The sub-regional reef locations ranged from 84 in the Gulf of Mexico to 1,277 in the Greater Antilles, reported Nature World News.

In half of the sub-regions in the study, the warming started before 1915, according to Phys.org.

“Our results indicate that Caribbean reefs began warming in 1915… However, four of the eight Caribbean ecoregions we assessed warmed significantly even earlier; during the latter half of the nineteenth century,” the authors of the study said.

According to the research team, the temperatures of reefs in the Caribbean have increased by 0.5 to one degree Celsius total over the last century, reported Phys.org. If a similar warming trend continues, the study’s data points to an average additional increase in temperature of about 1.5 degree Celsius by 2100.

“Our study indicates that coral reefs have been warming for at least a century and many reefs across the Caribbean have already warmed by a degree Celsius. This explains why we have seen such devastating declines in the health of this invaluable ecosystem,” the study’s authors said, as Phys.org reported.

The study also looked at marine heatwaves and concluded that they are occurring more often and for longer periods all over the Caribbean. The average number of these events has gone up from one per year in the 1980s to five currently.

The researchers said that reducing greenhouse gas emissions and addressing factors like pollution and fishing are urgently needed in order to protect coral reef ecosystems around the world.

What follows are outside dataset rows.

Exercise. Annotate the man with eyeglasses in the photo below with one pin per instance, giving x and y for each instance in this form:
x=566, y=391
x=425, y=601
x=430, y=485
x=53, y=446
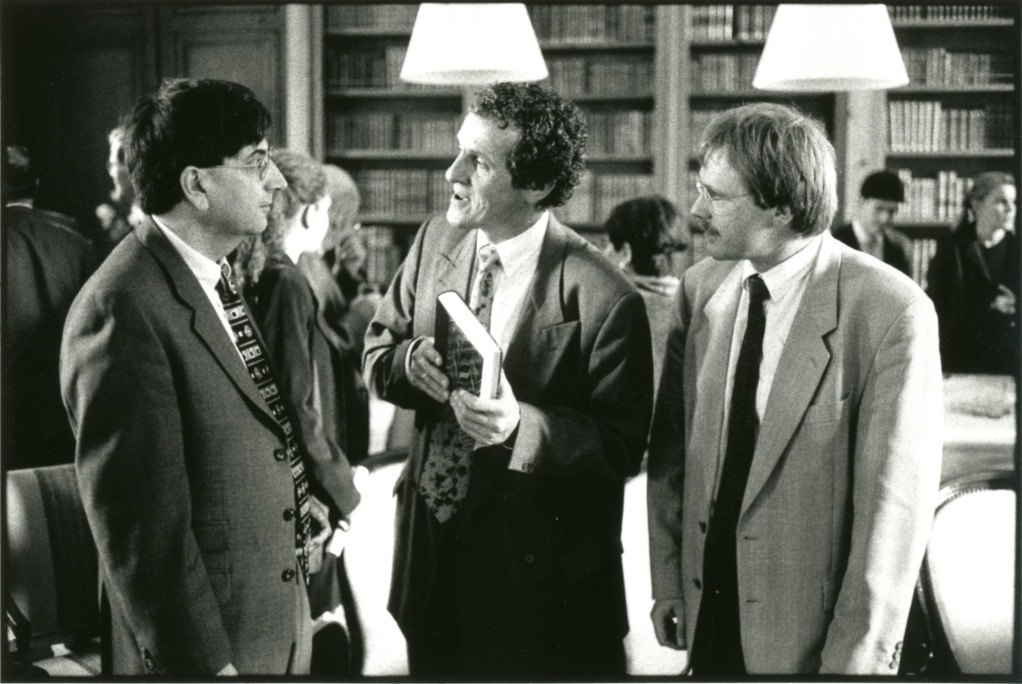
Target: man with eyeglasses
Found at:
x=193, y=481
x=795, y=450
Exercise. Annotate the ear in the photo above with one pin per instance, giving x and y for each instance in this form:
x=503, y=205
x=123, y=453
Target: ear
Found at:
x=192, y=186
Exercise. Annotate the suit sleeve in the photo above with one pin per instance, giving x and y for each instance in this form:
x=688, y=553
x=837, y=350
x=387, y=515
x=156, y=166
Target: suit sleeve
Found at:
x=898, y=442
x=119, y=390
x=665, y=476
x=604, y=435
x=391, y=331
x=288, y=319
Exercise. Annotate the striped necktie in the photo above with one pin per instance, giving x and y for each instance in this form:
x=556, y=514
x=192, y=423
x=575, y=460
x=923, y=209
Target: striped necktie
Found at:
x=256, y=361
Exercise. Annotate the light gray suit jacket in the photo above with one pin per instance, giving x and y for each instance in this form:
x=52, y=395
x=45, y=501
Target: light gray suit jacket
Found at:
x=840, y=496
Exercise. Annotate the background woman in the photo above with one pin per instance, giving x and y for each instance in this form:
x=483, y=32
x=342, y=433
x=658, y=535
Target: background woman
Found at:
x=974, y=282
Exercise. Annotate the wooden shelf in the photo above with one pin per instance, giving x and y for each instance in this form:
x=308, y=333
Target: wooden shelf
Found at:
x=393, y=93
x=995, y=152
x=389, y=155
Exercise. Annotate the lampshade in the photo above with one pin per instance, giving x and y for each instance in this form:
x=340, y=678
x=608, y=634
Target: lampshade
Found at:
x=830, y=47
x=472, y=44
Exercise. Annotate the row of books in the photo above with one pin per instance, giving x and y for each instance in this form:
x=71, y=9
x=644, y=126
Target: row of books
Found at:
x=378, y=130
x=917, y=126
x=947, y=12
x=619, y=132
x=600, y=76
x=724, y=73
x=598, y=193
x=594, y=24
x=727, y=23
x=396, y=17
x=938, y=66
x=383, y=255
x=932, y=198
x=403, y=191
x=376, y=66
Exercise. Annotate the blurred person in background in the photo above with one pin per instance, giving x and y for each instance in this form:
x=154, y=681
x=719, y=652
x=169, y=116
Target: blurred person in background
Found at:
x=303, y=350
x=872, y=229
x=973, y=280
x=119, y=217
x=642, y=242
x=47, y=262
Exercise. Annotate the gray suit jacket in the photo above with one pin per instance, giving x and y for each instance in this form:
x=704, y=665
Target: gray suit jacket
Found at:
x=182, y=471
x=579, y=365
x=844, y=477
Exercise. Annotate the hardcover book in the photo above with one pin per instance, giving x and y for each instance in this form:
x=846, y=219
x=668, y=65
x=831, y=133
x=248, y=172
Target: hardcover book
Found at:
x=471, y=357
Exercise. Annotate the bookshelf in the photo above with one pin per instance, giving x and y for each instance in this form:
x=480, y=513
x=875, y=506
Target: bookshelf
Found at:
x=956, y=119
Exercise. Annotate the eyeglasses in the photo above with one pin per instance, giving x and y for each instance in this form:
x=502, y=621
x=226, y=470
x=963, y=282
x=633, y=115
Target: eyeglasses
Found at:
x=712, y=197
x=263, y=165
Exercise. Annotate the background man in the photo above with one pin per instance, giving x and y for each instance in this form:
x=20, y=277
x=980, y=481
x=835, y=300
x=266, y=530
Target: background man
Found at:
x=508, y=557
x=190, y=469
x=47, y=261
x=789, y=504
x=872, y=230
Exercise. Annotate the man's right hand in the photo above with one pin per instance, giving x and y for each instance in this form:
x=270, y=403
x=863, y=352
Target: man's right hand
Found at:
x=668, y=623
x=424, y=371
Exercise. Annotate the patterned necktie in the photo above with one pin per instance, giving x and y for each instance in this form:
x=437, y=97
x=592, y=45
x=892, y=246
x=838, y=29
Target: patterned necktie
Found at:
x=445, y=475
x=259, y=368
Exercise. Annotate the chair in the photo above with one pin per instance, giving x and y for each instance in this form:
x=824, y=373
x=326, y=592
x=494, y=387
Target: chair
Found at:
x=52, y=597
x=967, y=582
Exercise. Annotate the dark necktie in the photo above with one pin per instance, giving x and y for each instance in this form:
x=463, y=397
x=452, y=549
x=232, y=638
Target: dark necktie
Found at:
x=717, y=645
x=445, y=475
x=259, y=368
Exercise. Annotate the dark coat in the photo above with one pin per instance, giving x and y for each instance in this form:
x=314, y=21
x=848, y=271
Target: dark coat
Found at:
x=537, y=553
x=47, y=261
x=897, y=253
x=182, y=470
x=974, y=337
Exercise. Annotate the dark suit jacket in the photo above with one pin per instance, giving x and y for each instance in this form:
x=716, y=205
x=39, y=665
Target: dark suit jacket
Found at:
x=539, y=551
x=47, y=261
x=974, y=337
x=182, y=470
x=897, y=253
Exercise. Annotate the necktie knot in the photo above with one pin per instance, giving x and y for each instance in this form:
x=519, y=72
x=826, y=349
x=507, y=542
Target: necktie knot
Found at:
x=757, y=288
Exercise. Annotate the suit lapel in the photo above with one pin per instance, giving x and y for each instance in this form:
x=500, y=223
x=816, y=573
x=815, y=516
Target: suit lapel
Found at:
x=711, y=335
x=800, y=368
x=205, y=322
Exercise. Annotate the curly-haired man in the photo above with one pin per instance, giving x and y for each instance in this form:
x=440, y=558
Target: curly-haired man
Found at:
x=509, y=510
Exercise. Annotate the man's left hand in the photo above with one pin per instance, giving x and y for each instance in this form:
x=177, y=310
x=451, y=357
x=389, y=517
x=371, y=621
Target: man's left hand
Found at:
x=489, y=421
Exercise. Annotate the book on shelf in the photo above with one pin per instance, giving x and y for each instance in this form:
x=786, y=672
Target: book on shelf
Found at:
x=471, y=357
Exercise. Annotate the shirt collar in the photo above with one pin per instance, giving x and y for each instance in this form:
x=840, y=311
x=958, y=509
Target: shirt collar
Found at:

“Fishing is by far the primary cause of dramatic Caribbean-wide fish population declines,” the authors of the study said. “In some locations, pollution may have further contributed to coral declines… We urgently need to reduce greenhouse gas emissions while simultaneously addressing these and other local and regional stressors to protect the remnant Caribbean coral reefs and similarly at-risk global ecosystems.”